Temptation – The secret of lawlessness
While I read this book (an explanation of the book Daniel), I was confused in my faith. I suddenly doubted everything what I had learned in church. Did I, not knowing, heavily sinned against the Lord? I tried to talk to people about these subjects but the fiercely defending their beliefs, and I? I began to feel even worse. I tried to search a conformation of what I was starting to believe. I began to “observe” the Sabbath and Sundays I acted like it was Saturday, but at the same time I was developing a depression by me personal and social problems. The result was that my insecurities progressed and my body felt ill. I began to doubt my environment, the people who did not understand and not willing to understand what I was going through. I never felt so alone in my life as then, (but God was even closer, thanking Him always).

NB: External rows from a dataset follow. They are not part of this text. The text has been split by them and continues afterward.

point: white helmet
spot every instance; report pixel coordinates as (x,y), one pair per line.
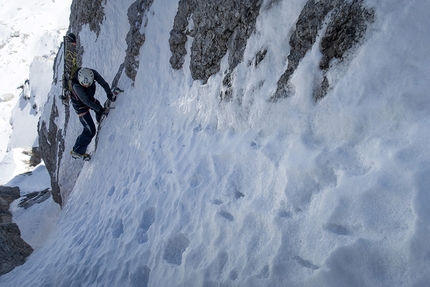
(85,77)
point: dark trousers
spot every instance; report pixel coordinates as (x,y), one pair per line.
(84,139)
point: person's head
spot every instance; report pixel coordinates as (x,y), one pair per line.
(85,77)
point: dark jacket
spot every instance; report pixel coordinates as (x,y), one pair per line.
(83,98)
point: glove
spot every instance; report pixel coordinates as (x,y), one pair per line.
(111,97)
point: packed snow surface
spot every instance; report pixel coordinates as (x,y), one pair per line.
(185,190)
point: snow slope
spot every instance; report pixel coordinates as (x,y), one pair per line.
(30,35)
(185,190)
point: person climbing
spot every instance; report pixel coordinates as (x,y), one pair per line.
(82,98)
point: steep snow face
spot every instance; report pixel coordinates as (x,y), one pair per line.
(188,190)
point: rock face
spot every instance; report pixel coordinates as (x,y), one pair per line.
(54,140)
(347,25)
(13,250)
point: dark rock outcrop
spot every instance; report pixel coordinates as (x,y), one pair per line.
(13,250)
(217,27)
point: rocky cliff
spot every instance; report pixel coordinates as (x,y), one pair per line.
(13,250)
(216,28)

I had trouble to see the value of my life, and death looked like a friend.
Strange but I could not watch TV or do something else nice, It could not hold my interest, but I could only look for God, for his presence. I did that by searching the internet for the truth about all those things. Simultaneously God felt close, as if He understood and wanted to help and comfort, like He always did. For the first time in my life I could only trust God. I received answers to questions I had and received conformation from Him (it felt like that). Gods word had less contradictions than before and I saw the errors in my faith. Because I let go of the pre-programmed religion it became easier to read the bible with an open hart and started to see God for who He really is (His identity I mean, you will understand that when you have read my whole manuscript). Al the pieces of the puzzle fell in the right place. When I visited our church, always something was not quit right, gaping holes in the theory. I don’t have that feeling no more. I now see the lawlessness, laws not followed, and the sacrifice of Yeshua/Jezus, used to bypass that law, because He so called fulfilled the law, so we don’t have to keep it. I did that, do that, and I am horrified by it. When I read the Bible there were contradictions, I don’t experience that any more. Most people have an aversion to what I believe, in the beginning I had a lot of difficulties with that, but it is becoming easier, you learn to live with it.

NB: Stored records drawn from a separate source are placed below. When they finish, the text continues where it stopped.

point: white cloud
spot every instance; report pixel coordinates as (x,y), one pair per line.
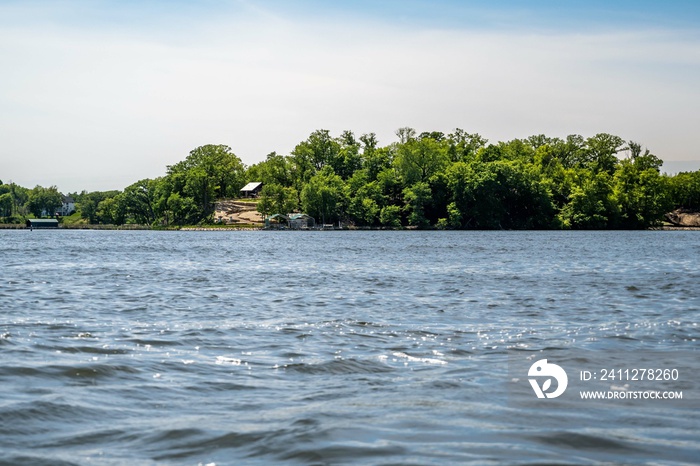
(99,109)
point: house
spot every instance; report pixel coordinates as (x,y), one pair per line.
(33,223)
(67,206)
(301,221)
(276,221)
(251,189)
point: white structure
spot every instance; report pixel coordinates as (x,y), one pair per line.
(68,206)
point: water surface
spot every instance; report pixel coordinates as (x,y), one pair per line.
(135,347)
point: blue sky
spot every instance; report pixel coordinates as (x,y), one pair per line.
(99,94)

The more I learned about the truth of the Bible, my depression subsided. I already felt sick and tense for years. When I applied the truth in my life (in a free and relaxed manner, the way the apostles meant) the depression subsided, also thanks to the medication God provided (I tried some 6 antidepressants, nothing worked). Peace I never felt before, after 14 years I never felt more relaxed and happier ever. God has become the most important Person in my life, and His Holy Spirit has never gone away, and I long for the day of his return. When I look back at the last 2-3 years (2 years really depressed), the depression had a cleansing and purified effect on me, but I came out stronger. I thank God.
Like my mental condition revenged itself on my body, as sick you can feel during a depression. I believe we are created be the image of God. Like God we have a soul (the Father), a spirit (Holy Spirit) and a body (Yeshua/Jezus). If God suffers because of our sins, those sins come upon Yeshua/Jezus. Gods Soul suffers enormous because of the sins of the world. What would Yeshua/Jezus have suffered because of that. I only look at my own body, how I felt physical, only because of the suffering of my soul. This fact has touched me deep.
I trust God en believe everything the Bible says is true. Now Gods Word is the only thing that really matters.
Like the Roman catholic church declares: outside the church there is no salvation. I found in the Bible that’s not true. In the Protestant church it is not much different, because be grandmother told me when I was 15 years old: if you do not go to church, you are going to hell.